I walked a mile with Sorrow
And ne’er a word said she,
But oh the things I learned from her,
When Sorrow walked with me.
The late literary critic Harold Bloom, from my own alma mater Yale, said that one of the chief reasons to read was for pleasure. We read for pleasure. But Pleasure leaves us none the wiser, despite all she had to say.
I agree, in part, that we read for pleasure. But the books that leave an indelible imprint on us are not works of Pleasure but works that elicit sorrow—sorrow, sadness, when we finish reading. Having spent that little sliver of time called life with a certain book and its characters, we close it and feel a certain tragedy in having completed it. These characters whom I got to know, this story that I became part of, gone—except in what I learned from it.
As many of you know, I’m a literary critic and avid reader. And whenever I finish a moving book, a book of great thought, consideration, and insight, I am often left with a certain sadness when I read the final sentence, pause, and close the book. Yes, I may have had joy or pleasure when reading it. But at its conclusion, the pleasure of the past few days, or week, pending on its size, is washed away in a sea of sorrow.

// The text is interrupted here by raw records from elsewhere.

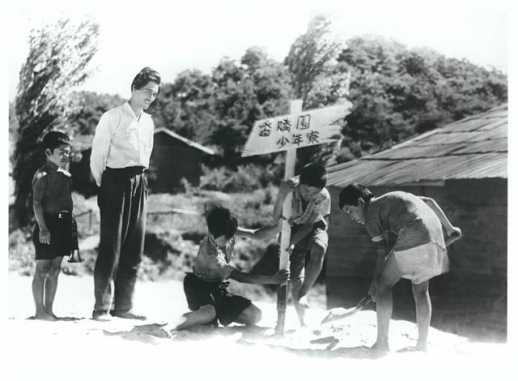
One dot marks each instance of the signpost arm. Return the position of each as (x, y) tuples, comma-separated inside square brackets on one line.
[(284, 260)]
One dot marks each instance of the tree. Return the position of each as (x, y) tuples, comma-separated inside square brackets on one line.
[(57, 62), (311, 63)]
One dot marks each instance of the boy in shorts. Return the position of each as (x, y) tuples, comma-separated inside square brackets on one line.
[(55, 232), (206, 287), (310, 208)]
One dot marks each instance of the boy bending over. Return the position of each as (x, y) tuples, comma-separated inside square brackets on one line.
[(206, 287), (55, 233)]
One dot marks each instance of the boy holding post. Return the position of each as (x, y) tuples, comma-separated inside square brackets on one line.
[(55, 232), (310, 208)]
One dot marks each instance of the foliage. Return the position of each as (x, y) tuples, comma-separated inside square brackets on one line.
[(219, 110), (311, 56), (88, 108), (58, 56)]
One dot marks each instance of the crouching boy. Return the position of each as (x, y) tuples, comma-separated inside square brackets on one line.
[(55, 232), (206, 287)]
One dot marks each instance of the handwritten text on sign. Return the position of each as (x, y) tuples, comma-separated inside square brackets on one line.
[(296, 131)]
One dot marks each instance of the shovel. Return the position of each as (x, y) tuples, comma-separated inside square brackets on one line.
[(341, 313)]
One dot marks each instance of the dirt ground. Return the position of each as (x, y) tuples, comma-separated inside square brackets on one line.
[(78, 348)]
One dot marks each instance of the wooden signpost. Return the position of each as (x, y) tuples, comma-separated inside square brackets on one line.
[(287, 133)]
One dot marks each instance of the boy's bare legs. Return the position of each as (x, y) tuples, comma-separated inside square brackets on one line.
[(312, 271), (295, 285), (384, 283), (203, 315), (38, 288), (51, 285), (423, 313), (250, 316)]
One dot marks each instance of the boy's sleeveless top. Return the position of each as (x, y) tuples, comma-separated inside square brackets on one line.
[(405, 215), (53, 185), (320, 205), (212, 264)]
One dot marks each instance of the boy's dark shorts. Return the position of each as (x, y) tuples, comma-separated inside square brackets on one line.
[(200, 293), (302, 250), (63, 236)]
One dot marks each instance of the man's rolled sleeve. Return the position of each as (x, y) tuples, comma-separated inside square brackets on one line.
[(101, 147)]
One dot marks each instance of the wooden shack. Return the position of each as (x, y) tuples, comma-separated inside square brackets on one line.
[(463, 166)]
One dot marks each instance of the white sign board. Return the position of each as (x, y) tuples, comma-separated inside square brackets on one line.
[(298, 130)]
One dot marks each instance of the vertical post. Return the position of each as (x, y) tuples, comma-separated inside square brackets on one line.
[(284, 260)]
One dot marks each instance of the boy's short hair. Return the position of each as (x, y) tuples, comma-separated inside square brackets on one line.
[(221, 222), (145, 76), (351, 193), (54, 139), (314, 175)]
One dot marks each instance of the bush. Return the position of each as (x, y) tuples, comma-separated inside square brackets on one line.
[(247, 178), (21, 252)]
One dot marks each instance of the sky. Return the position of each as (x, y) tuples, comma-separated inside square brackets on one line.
[(173, 36)]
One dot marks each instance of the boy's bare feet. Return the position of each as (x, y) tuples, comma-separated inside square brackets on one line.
[(413, 349), (303, 302), (127, 315), (101, 316), (43, 315)]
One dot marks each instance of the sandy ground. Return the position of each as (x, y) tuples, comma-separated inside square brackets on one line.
[(79, 348)]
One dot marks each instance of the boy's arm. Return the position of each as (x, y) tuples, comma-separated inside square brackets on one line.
[(279, 277), (381, 251), (453, 232), (304, 230), (37, 197), (100, 148), (262, 233)]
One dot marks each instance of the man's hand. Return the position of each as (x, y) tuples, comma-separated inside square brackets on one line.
[(45, 236), (373, 291), (453, 236), (335, 314), (281, 276)]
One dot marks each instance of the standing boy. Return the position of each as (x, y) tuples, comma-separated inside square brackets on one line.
[(55, 231), (121, 150), (310, 207), (206, 287)]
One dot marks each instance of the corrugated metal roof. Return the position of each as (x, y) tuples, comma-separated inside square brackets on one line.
[(84, 142), (472, 148), (185, 140)]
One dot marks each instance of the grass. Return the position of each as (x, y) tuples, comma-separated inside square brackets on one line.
[(171, 239)]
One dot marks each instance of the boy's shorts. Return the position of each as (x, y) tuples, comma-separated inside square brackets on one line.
[(302, 249), (63, 236), (200, 293)]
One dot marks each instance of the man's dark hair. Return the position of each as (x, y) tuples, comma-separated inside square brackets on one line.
[(145, 76), (314, 175), (351, 193), (53, 139), (221, 222)]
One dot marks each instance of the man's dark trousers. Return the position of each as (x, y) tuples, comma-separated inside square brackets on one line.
[(122, 202)]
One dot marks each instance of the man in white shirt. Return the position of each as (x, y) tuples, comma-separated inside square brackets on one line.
[(121, 150)]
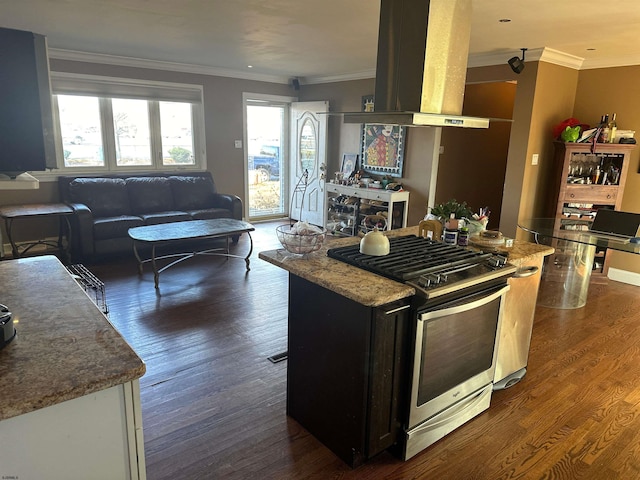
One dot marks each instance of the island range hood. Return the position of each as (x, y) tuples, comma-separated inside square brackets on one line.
[(423, 46)]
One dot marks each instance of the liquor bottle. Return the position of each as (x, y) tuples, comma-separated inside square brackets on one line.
[(596, 175), (604, 130), (613, 128)]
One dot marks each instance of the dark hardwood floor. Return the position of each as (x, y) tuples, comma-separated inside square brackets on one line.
[(214, 407)]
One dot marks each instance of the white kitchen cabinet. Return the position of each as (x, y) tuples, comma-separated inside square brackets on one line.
[(345, 217), (97, 436), (69, 385)]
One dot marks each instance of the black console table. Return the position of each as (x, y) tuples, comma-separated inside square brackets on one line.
[(10, 213)]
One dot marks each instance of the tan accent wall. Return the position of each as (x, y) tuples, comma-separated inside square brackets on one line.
[(473, 164), (609, 90)]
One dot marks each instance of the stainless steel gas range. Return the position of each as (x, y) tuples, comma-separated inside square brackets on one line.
[(455, 320)]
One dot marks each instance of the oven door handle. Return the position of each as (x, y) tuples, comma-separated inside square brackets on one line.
[(396, 310), (464, 307), (526, 272)]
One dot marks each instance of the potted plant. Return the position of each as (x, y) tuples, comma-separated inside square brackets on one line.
[(443, 211)]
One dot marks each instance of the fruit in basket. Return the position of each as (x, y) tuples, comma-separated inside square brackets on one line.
[(301, 237)]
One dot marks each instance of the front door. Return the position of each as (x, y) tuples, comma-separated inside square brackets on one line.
[(308, 161)]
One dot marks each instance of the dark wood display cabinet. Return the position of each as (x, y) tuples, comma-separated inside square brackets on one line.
[(345, 370), (583, 181)]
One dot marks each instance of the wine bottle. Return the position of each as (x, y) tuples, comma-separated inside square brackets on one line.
[(604, 133), (613, 128)]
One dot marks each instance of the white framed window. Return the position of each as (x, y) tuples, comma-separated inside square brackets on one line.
[(114, 124)]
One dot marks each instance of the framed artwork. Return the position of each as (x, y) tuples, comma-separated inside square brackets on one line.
[(383, 149), (349, 164), (382, 145)]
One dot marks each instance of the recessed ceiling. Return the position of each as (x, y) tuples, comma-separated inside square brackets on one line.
[(311, 39)]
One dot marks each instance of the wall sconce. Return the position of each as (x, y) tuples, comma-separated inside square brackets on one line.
[(517, 64)]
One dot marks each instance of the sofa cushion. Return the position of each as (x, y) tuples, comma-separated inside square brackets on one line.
[(209, 213), (106, 197), (149, 194), (192, 193), (164, 217), (114, 227)]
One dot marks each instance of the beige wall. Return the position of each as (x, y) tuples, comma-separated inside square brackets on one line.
[(546, 94), (473, 163), (420, 145), (612, 90)]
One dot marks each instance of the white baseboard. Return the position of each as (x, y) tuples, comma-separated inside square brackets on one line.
[(624, 276)]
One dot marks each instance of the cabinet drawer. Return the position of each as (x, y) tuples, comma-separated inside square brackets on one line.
[(597, 194)]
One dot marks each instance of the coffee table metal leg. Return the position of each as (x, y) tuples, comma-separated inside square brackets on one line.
[(156, 273), (250, 249), (135, 252)]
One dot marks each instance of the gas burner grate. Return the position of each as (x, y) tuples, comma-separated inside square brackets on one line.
[(409, 257)]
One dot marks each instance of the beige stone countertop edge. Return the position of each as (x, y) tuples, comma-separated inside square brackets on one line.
[(65, 346), (365, 287)]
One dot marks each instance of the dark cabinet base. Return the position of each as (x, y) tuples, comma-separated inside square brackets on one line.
[(345, 370)]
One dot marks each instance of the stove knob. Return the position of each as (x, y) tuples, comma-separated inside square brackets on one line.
[(433, 278)]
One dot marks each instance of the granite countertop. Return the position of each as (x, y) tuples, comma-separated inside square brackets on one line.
[(365, 287), (65, 347)]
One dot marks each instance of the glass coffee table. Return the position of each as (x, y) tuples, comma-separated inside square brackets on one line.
[(567, 272), (167, 234)]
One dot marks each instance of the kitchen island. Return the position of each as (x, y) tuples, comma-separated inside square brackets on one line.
[(69, 382), (348, 341)]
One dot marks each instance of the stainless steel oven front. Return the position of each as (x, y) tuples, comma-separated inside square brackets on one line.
[(453, 363)]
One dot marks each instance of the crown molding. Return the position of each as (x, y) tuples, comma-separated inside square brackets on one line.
[(545, 54), (365, 75), (100, 58), (611, 62)]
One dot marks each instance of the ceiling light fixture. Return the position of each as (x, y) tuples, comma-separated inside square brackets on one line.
[(517, 64)]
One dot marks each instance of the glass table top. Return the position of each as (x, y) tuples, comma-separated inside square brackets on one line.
[(545, 227)]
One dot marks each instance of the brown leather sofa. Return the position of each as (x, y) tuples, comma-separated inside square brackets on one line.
[(107, 206)]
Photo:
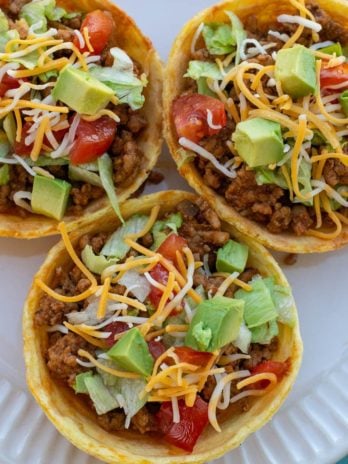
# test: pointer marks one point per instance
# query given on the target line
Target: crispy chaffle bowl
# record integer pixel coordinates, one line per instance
(128, 37)
(267, 12)
(77, 423)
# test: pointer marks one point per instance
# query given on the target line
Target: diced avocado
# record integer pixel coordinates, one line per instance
(232, 257)
(216, 322)
(295, 69)
(132, 353)
(10, 128)
(259, 307)
(344, 102)
(259, 142)
(4, 145)
(331, 49)
(4, 174)
(81, 91)
(50, 196)
(79, 385)
(102, 398)
(96, 263)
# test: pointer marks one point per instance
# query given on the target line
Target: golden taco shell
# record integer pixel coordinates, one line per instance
(128, 37)
(267, 12)
(77, 423)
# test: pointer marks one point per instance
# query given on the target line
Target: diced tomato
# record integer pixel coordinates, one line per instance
(8, 82)
(193, 420)
(115, 328)
(160, 274)
(273, 367)
(21, 149)
(93, 139)
(190, 114)
(99, 25)
(170, 246)
(156, 348)
(191, 356)
(333, 76)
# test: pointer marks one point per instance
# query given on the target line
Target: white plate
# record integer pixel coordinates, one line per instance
(312, 426)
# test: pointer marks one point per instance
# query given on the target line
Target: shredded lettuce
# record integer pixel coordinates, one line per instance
(80, 174)
(198, 69)
(137, 284)
(173, 222)
(122, 80)
(4, 174)
(38, 11)
(218, 38)
(264, 333)
(244, 338)
(238, 33)
(96, 263)
(115, 245)
(283, 301)
(106, 177)
(259, 307)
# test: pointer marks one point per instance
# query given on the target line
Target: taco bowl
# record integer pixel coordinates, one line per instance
(263, 196)
(124, 118)
(178, 221)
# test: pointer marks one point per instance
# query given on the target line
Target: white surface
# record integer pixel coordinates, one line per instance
(312, 426)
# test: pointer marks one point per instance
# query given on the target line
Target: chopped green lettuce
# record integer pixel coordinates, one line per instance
(106, 177)
(38, 11)
(80, 174)
(198, 69)
(218, 38)
(264, 333)
(238, 33)
(122, 80)
(96, 263)
(4, 174)
(259, 307)
(115, 245)
(79, 385)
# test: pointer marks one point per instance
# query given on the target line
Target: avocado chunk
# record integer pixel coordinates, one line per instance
(132, 353)
(259, 306)
(232, 257)
(295, 69)
(344, 102)
(81, 91)
(216, 322)
(259, 142)
(50, 197)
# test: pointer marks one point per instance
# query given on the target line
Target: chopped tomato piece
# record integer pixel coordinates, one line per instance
(191, 356)
(193, 420)
(273, 367)
(7, 83)
(115, 328)
(334, 76)
(190, 114)
(99, 25)
(160, 274)
(93, 139)
(156, 348)
(170, 245)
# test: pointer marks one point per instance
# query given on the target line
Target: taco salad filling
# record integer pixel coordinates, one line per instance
(163, 327)
(70, 110)
(264, 114)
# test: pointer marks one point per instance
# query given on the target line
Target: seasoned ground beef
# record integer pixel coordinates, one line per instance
(61, 357)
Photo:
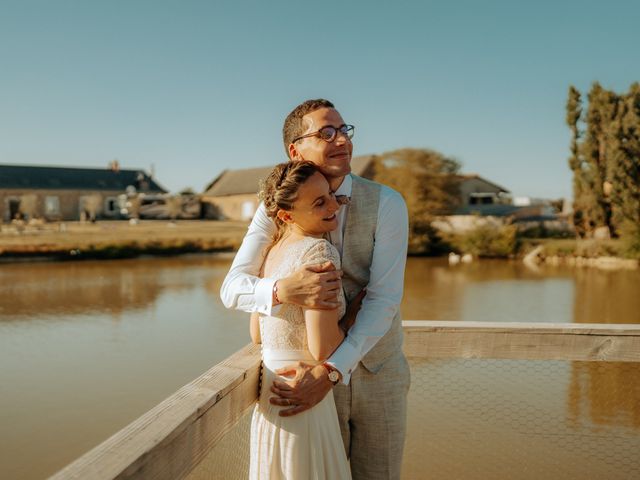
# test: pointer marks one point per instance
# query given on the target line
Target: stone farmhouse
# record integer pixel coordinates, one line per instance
(69, 193)
(233, 194)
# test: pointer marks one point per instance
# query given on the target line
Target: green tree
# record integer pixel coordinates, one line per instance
(427, 180)
(580, 188)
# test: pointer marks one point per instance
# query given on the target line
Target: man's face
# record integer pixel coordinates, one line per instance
(333, 159)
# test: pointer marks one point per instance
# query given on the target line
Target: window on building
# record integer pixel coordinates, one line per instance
(51, 206)
(111, 206)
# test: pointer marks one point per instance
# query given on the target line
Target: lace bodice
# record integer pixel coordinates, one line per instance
(286, 329)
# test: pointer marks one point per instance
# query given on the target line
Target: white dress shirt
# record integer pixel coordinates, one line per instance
(243, 290)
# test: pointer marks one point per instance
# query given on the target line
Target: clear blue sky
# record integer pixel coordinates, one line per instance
(194, 87)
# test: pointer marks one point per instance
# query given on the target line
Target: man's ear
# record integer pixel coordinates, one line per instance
(294, 154)
(284, 216)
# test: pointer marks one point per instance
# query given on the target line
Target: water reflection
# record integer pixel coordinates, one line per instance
(604, 393)
(87, 347)
(508, 291)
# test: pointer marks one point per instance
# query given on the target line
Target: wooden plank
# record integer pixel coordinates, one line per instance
(169, 440)
(522, 327)
(522, 341)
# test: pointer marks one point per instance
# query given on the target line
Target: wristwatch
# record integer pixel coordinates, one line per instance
(334, 376)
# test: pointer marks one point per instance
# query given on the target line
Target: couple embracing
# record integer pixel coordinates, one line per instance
(321, 269)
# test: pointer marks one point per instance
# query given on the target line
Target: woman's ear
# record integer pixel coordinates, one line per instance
(284, 216)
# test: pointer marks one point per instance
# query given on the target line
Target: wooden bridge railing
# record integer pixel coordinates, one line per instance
(170, 440)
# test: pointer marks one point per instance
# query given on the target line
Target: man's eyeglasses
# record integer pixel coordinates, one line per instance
(329, 133)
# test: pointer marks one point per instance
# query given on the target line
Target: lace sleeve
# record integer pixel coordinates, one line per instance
(320, 252)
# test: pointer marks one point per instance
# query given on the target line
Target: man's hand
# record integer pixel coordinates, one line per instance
(308, 386)
(312, 286)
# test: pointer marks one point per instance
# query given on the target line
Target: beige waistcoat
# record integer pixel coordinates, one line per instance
(357, 253)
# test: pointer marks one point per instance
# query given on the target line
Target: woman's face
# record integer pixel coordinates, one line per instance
(314, 211)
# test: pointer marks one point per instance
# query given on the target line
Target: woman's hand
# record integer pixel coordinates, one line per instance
(349, 318)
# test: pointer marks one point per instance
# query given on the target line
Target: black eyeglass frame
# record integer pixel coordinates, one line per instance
(347, 130)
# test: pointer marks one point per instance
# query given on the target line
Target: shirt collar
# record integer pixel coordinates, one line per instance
(345, 187)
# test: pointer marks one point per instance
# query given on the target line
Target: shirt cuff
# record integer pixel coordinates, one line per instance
(345, 359)
(264, 295)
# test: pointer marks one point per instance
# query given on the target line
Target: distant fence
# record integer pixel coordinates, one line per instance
(461, 372)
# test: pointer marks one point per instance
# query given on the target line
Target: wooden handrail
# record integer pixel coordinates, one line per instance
(172, 438)
(533, 341)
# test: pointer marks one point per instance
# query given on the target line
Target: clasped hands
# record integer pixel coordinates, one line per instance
(313, 286)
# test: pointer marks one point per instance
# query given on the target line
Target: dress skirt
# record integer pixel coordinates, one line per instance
(305, 446)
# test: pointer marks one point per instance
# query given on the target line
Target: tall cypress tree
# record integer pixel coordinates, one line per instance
(574, 113)
(625, 167)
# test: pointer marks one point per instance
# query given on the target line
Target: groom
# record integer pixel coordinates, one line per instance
(368, 370)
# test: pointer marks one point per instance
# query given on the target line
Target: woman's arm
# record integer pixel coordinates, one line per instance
(254, 328)
(323, 332)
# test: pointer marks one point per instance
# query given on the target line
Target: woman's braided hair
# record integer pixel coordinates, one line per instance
(279, 190)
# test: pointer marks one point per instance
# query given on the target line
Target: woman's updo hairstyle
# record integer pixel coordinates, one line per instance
(279, 190)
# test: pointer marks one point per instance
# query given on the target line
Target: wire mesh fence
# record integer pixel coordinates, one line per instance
(229, 458)
(523, 419)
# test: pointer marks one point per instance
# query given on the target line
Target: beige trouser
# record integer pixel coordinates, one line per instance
(372, 411)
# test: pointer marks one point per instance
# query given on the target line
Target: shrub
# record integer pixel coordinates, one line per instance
(485, 241)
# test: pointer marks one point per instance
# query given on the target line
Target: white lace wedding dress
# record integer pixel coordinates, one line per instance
(307, 446)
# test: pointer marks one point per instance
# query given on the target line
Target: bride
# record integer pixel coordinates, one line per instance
(298, 199)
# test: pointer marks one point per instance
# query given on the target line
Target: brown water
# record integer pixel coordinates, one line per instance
(85, 348)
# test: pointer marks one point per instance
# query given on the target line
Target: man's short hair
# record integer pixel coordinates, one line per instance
(293, 125)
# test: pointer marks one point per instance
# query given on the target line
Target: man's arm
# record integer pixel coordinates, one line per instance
(242, 289)
(313, 286)
(385, 288)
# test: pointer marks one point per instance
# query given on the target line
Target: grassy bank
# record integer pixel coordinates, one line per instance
(118, 239)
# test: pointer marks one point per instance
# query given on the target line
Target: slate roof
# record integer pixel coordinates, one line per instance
(247, 181)
(30, 177)
(471, 176)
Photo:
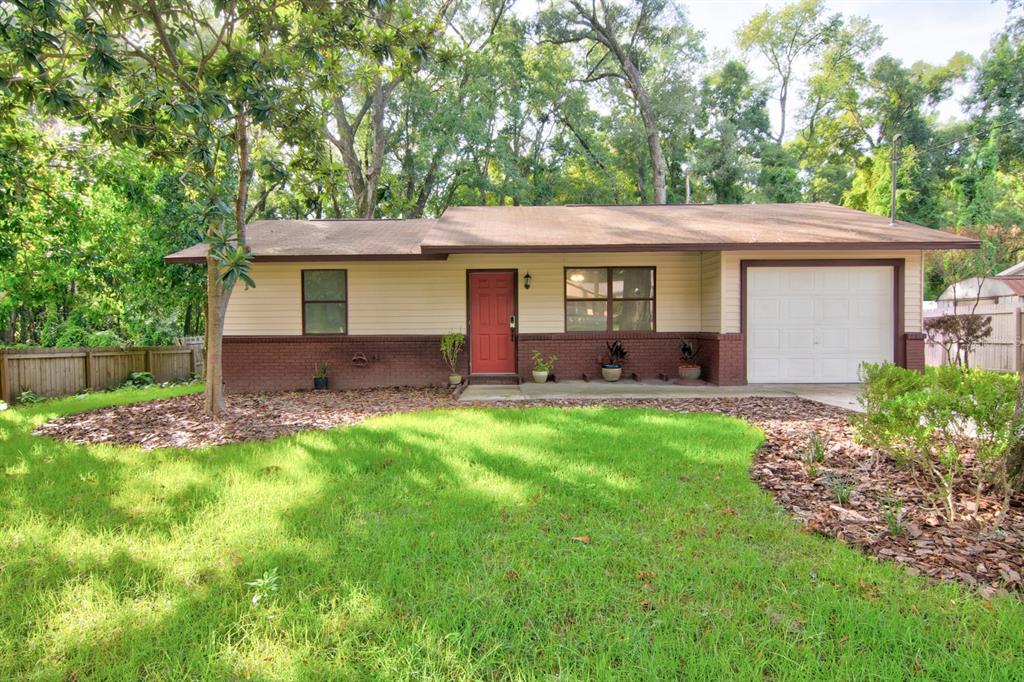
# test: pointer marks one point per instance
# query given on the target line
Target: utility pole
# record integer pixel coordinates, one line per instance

It is not necessarily the case that the book made me cry because of its ending. Rather, inside my soul I feel a sorrow in having completed this little pilgrimage: Doctor Zhivago, War and Peace, Moby-Dick, Great Expectations, Sense and Sensibility, East of Eden, The Iliad, The Divine Comedy, etc. Having sojourned with our author and their characters, I am reminded that I am plopped back down into the earthly soil to continue my own pilgrimage—leaving behind those characters I joined for a few days, but knowing that they are also with me until rest eternal, speaking to me, crying with me, and laughing with me on the windy and lonely road.
Contra Harold Bloom, if we don’t experience a little modicum of sorrow when we close the book we have just read, that book will fade into the trash bin of history. The books that cause us to feel something deep within us, sorrow, are the books that remain with us until we too are buried in the grave.